Home News Senate To Nigerians: Be Patient, We Feel Your Pains

Senate To Nigerians: Be Patient, We Feel Your Pains


The Chairman, Senate Committee on Judiciary, Human Rights, and Legal Matters, Mohammed Monguno, on Monday said the National Assembly was concerned and shared the citizens’ distress over the current security challenges in the country.

The senator who decried the situation noted that the security sector had a huge allocation in the 2024 appropriation act to enable the various security agencies to deliver on their mandate of protecting lives and properties.

Despite allocating N3.25trn for national security out of the total N28.7trn budget, insecurity continues to persist in various regions of the country.

According to a Civil Society Organisation, Enough is Enough, there were approximately 245 reported kidnapping cases with over N6bn ransoms demanded by kidnappers in January 2024.

Speaking at a stakeholders’ dialogue on the State of Human Rights in Nigeria, organised by the Policy and Legal Advocacy Centre in Abuja on Monday, Monguno said the primary responsibility of the government is to provide adequate security to the citizens, adding that to address the insecurity in the country, the National Assembly allocated a large percentage of the budget to the security sector.

He said, “I want to assure you that the 10th National Assembly is a very responsible and responsive assembly to the yearnings and aspirations of the people. We feel the pains of Nigerians that we are representing as a result of the problem of insecurity in the country.

“And the Senate, in order to address this problem in the 2024 Appropriations Act, has made robust provisions to the security sector because the security sector got the highest amount of allocation because the National Assembly is desirous of giving all the wherewithal and the necessary input for them to be able to discharge their constitutional mandate of protecting the lives and properties of Nigeria to grantee peace order and good governance.

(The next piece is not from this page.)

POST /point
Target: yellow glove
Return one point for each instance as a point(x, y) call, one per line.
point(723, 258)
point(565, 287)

“Security is the primary responsibility of government. And that is the social contract that the government has with the people. That is the primacy of governance and because of that, the National Assembly appropriated the highest amount of money to the security sector.”

Monguno, however, vowed that the national assembly would intensify its oversight functions to ensure the judicious utilization of the funds.

“And we are also going to double on our oversight functions, to oversight the security agencies that are charged with the responsibility of guaranteeing our security to make sure that these funds are judiciously utilized for the benefit of Nigerians.”

The Executive Director, PLAC, Clement Nwankwo lamented that despite the ENDSARs protest which occurred in 2020, human rights challenges remained in the country.

He said, “The challenge of human rights in Nigeria remains. Some of them are institutional, some of them are behavioral, and others are human-made. Those challenges continue to pose obstacles to the exercise and human rights in the country.

“We see the abuses that come with citizens interaction with the police, we saw the circumstances that led to protests in 2020, and we saw the commitments of government agencies to address the problem raised for it. Unfortunately, they continue to operate in ways that do not help citizens to exercise the full value of rights recognised in the Constitution. ”

Executive Secretary, of the National Human Rights Commission, Anthony Ojukwu(SAN) said to boost the nation’s Foreign Direct Investment, the government and its agencies must obey court orders.

He noted that disobeying courts sends a wrong signal to foreign investors.

Ojukwu said, “Disobeying court orders has implications on our FDI. They will believe if their rights are infringed and they go to court the orders might not be obeyed. And as such they will not get the remedy they seek. ”

He also backed the call for the establishment of state police, allaying fears that it would be hijacked by governors.

Ojukwu added, “We should have state police. If we establish one are we not going to prescribe how they will operate?

We need security. Look at the large number of ungoverned spaces we have, state police will go a long way to help in securing those areas.”